Dungeons & Dragons: Roll for Romance.

WHAT IF LEONARDO DICAPRIO STARRED IN THE NEXT D&D MOVIE?

By The Bloke in the Corner Who Rolled a Natural One on His Love Life


Picture it: the lights dim, the popcorn is stale, and the trailers have gone on so long you’ve forgotten your own name. Suddenly, the screen flashes with the words: “From the studio that brought you Cats (apologies)…” and there he is, Leonardo DiCaprio, dressed in leather armour, wielding a sword big enough to get its own postcode.


Yes, DiCaprio has finally done it. He’s starring in Dungeons & Dragons: Roll for Romance. The internet collapses under the weight of speculation. Will he play a brooding half-elf bard? A tortured rogue with a tragic backstory? Or simply “Leonardo DiCaprio, but with pointier ears”?


Scene One: The Tavern

The camera pans over tankards of ale, suspicious cloaked figures, and a bard in the corner singing a ballad about tax evasion. DiCaprio strides in. His party includes:

  • A dwarf who looks suspiciously like Jonah Hill in a fake beard.

  • A tiefling played by Margot Robbie because of course she is.

  • A sentient gelatinous cube voiced by Morgan Freeman, who spends the entire film narrating his own digestion process.

DiCaprio orders a pint. The barmaid flirts. His saving throw against commitment fails.


Scene Two: The Quest

The group is tasked with slaying the Evil Wizard Who Speaks Entirely in Shakespearean Insults.
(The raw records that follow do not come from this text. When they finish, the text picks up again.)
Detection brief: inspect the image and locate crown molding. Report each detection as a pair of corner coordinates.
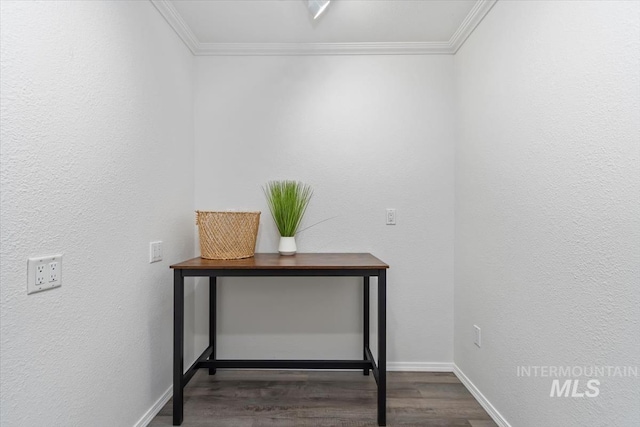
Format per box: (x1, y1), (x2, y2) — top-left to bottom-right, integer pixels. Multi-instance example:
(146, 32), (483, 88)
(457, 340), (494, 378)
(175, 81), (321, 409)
(449, 0), (498, 54)
(194, 42), (453, 56)
(150, 0), (497, 56)
(150, 0), (200, 55)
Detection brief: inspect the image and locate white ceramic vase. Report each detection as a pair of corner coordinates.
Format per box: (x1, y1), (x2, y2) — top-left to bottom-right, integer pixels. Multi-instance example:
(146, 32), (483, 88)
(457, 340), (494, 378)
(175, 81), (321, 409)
(278, 237), (298, 255)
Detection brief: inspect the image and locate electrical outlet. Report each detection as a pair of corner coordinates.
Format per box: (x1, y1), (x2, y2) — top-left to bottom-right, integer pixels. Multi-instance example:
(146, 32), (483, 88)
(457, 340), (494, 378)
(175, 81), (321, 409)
(35, 264), (47, 285)
(387, 209), (396, 225)
(49, 261), (58, 282)
(27, 255), (62, 294)
(149, 241), (162, 264)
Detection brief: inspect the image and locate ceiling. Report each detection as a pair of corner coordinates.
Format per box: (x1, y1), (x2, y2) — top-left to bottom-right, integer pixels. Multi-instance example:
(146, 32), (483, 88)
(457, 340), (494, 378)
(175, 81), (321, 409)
(151, 0), (495, 55)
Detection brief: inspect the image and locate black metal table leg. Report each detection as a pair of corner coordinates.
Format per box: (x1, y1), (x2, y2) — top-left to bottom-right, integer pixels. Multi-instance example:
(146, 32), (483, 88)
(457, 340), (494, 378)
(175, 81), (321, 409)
(362, 276), (370, 375)
(173, 269), (184, 426)
(209, 276), (218, 375)
(378, 270), (387, 426)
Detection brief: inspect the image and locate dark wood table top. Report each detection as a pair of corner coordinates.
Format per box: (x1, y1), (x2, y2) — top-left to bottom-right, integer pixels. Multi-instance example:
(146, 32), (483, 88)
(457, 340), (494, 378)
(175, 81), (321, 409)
(170, 253), (389, 270)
DiCaprio takes the lead, delivering stirring speeches about “friendship” and “destiny”, until he spots an NPC princess who is clearly under 25, at which point his character suddenly develops an urgent solo side quest.


Critical Fails

Naturally, the adventure goes sideways:

  • He rolls a 1 trying to climb a rope, spends ten minutes dangling upside down while maintaining smouldering eye contact with the camera.

  • The dragon they fight turns out to be an environmental activist, and the final battle is just DiCaprio giving a TED Talk about climate change.

  • The wizard’s cursed mirror forces him to relive all the times he lost the Oscar. (Don’t worry, he rage-quits and smashes it.)

Final Battle

The Evil Wizard summons an army of Oscar statuettes that attack DiCaprio with tiny golden fists. He fends them off while giving an emotional speech about “rolling the dice of life” and “never splitting the party unless she’s dating someone else.”


Post-Credit Scene

A mysterious figure emerges from the shadows… it’s Matt Damon, holding a Player’s Handbook and muttering, “You left me in Eberron, Leo. You never came back.”


Review Verdict:
Five out of five natural twenties for unintentional comedy, plus one bonus die for every awkward romantic subplot. Would watch again, preferably with ale and the Player’s Handbook to explain why Leonardo keeps trying to seduce the Dungeon Master.



LETTERS TO LEONARDO DICAPRIO’S AGENT

(Care of “Roll for Romance” Talent Negotiations, P.O. Box 20,000 Gold Pieces, Hollywoodshire)


Dear Mr. DiCaprioso’s Agent,
Please inform your client that during the tavern scene, my entire D&D group had to pause our game because we couldn’t tell if he was acting or just trying to chat up the barmaid between takes. Either way, she rolled a natural 20 on the “Politely Decline” check.
— Gary, Level 6 Tax Accountant, Sheffield



Dear Agent of the Pointy-Eared Heartthrob,
Elves are ageless, yes, but must all your client’s love interests be ageless and allergic to birthdays past their 25th? At least give him a subplot with someone who’s collected a few parking tickets.
— Fiona the Pedantic, Guild of Unwanted Fact-Checkers



Dear Keeper of the DiCaprio Brand,
During the dragon fight, Leo gave a climate change speech so stirring my popcorn burst into tears. Was this scripted, or does he just do that whenever a wind machine is on?
— Sir Spillyhands of Leeds



Dear Honourable Handler of Hollywood Royalty,
I purchased a ticket expecting a dungeon and a dragon. Instead, your client spent twenty minutes smouldering at a cursed mirror. I can smoulder at a mirror for free in my own bathroom.
— Clive, Disappointed Druid



Dear Esteemed Agent,
Please tell Leonardo that after watching the film twice, I am now calling my bus driver “my liege” and my cat “the Gelatinous Overlord.” I hope he’s proud of himself.